During World War II Hazel Bell was actively involved with the work of the Canadian Red Cross and looked after small children from England until health troubles and exhaustion restricted her from continuing as care-giver. In 1944 the children returned home to England. Her health was not reasonably restored until 1945. In 1947 she reported to friends in Germany that she was also suffering from rheumatism. In 1951 she suffered through a case of the shingles and later in the decade began a battle with glaucoma. In 1962 she had a serious fall and subsequent accident which caused her to be bed-ridden for much of the year. This gradually weakened her health until she was forced to reside in an extended care facility.
Hazel Bell died in the Mahone Nursing Home in Mahone Bay, Nova Scotia on January 24th, 1966, her husband having predeceased her on April 4, 1965. She was buried beside her husband in the Old Baptist Burying Grounds adjacent to their home in Chester, Nova Scotia.
 Laurence Binyon, For Dauntless France: An Account of Britain’s Aid to the French Wounded and Victims of the War (London: Hodder and Stoughton, 1918), 145.
 Postcard sent from Hazel Deinstadt to her family.
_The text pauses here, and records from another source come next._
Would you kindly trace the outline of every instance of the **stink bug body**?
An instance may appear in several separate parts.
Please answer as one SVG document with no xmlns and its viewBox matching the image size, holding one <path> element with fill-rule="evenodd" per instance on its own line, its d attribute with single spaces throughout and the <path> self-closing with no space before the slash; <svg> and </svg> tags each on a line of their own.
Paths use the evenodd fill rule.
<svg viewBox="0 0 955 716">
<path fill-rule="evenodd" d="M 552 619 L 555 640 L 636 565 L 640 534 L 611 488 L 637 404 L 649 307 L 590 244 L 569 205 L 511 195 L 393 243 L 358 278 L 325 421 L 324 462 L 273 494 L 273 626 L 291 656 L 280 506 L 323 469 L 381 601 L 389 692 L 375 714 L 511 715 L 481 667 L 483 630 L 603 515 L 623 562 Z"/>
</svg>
Stamped 25 March 1916. Mount Allison University Archives. Hazel Lawrence (Deinstadt) fonds, 2004.13/3
 Postcard sent from Hazel Deinstadt to her family. Stamped 20 March 1916. Mount Allison University Archives. Hazel Lawrence (Deinstadt) fonds, 2004.13/3
 Renée Belliveau. "Postcards and Photographs: Hazel (Deinstadt) Bell's Experience as a WWI Nursing Sister in Arc-en-Barrois, France." Mount Allison University, HIST 4101, April 2017.